Hines v. State

GIVAN, Justice.

Appellant was convicted of Burglary, a Class B felony, and Theft, a Class D felony. He received a twelve (12) year sentence and a three (8) year sentence to run concurrently..

The facts are: On November 18, 1985, at approximately 6:50 a.m., Lois Fryman left *297her apartment for work. Her boyfriend, Richard Fenwick, was still asleep in the bedroom. Fenwick left the apartment for work about 1:80 p.m. When he left, everything was in place and the apartment was tidy. The windows and doors were locked.

At approximately 4:00 p.m., Fryman returned to the apartment and noticed that the front door was open. She saw that the glass stereo cabinet was open and the stereo and speakers were gone. The apartment was in great disarray. A lot of Fen-wick's clothing, some jewelry and Fen-wick's son's radio were missing. Investigating police officers were able to obtain several latent fingerprints from the stereo cabinet and from a brass plate at the door frame. It was later established that these were appellant's fingerprints.

Detective Don Deputy went to appellant's sister's apartment where he found appellant. Deputy read the Miranda warnings to him and appellant indicated he understood his rights and agreed to talk to Deputy. Their conversation soon turned to a stereo which was in the apartment. Appellant said that he had bought it from a friend or from someone he could not identify. Deputy then asked for consent to search the apartment. He read a consent form to appellant who agreed to allow the search and signed the form. During the search, a jacket, some shirts, stereo speakers and jewelry were recovered. These items were later identified by Fryman and Fenwick as property which was stolen from them.

Appellant was again advised of his Miranda warnings and again indicated he understood his rights, and then signed the form. As Deputy continued questioning appellant, he began to change his story. He stated that he was a sound sleeper and left the door unlocked. He stated he thought that someone had been bringing the property in during the day while he was asleep.

Appellant claims the trial court erred in denying his motion to suppress statements made in response to interrogation by police officers. He contends that although the Miranda warnings were given, his acquiescence to the questioning and to the search was not voluntary. He claims he only submitted to questioning and the search because he thought he was about to be arrested. In addition, he maintains he drank half of a fifth of vodka shortly before the detectives arrived, and that he had smoked marijuana about three to four hours prior to their arrival. As a result, he claims he was intoxicated and that his decisions were influenced by intoxication. He further stated that the police officers told him that a deal could be made if he cooperated.

Detective Deputy testified that he gave appellant all of the Miranda warnings and that appellant indicated he understood the warnings. Detective Deputy directly contradicted appellant's claim of intoxication. He testified that he did not smell alcohol nor did appellant appear to be under the influence of any substance. He stated that appellant walked correctly and conversed normally and coherently. Thus, there was a direct conflict of evidence between the testimony of the police officer and appellant. Weighing of such evidence was the province of the trial court. Ortiz v. State (1976), 265 Ind. 549, 356 N.E.2d 1188. We find no error in the overruling of appellant's motion to suppress the statements made to police officers.

Appellant claims the trial court erred in denying his motion to suppress evidence seized as a result of an illegal search of his residence.
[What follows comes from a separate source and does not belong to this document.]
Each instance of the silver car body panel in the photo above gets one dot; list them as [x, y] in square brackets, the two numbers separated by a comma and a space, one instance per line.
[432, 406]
As above pointed out, there is a direct conflict between the police officer's testimony and the testimony of appellant. There was adequate evidence upon which the trial court could determine that appellant was properly advised, that he freely consented to the search of the apartment, and that he was not under the influence of either drugs or alcohol at the time. This Court will not weigh such conflicting evidence. Id.

One exception to the necessity for a search warrant is that the party involved gives valid consent. Harper v. State (1985), Ind., 474 N.E.2d 508. When the consenting person is not in custody, it is *298only necessary for the State to demonstrate that the consent was in fact voluntarily given and was not the result of duress or coercion. Smith v. State (1982), Ind., 432 N.E.2d 1863.

The trial court did not err in finding that a lawful search was conducted. Thus he did not err in denying appellant's mocion to suppress the evidence seized.

The trial court is affirmed.

SHEPARD, C.J., and DeBRULER, PIVARNIK and DICKSON, JJ., concur.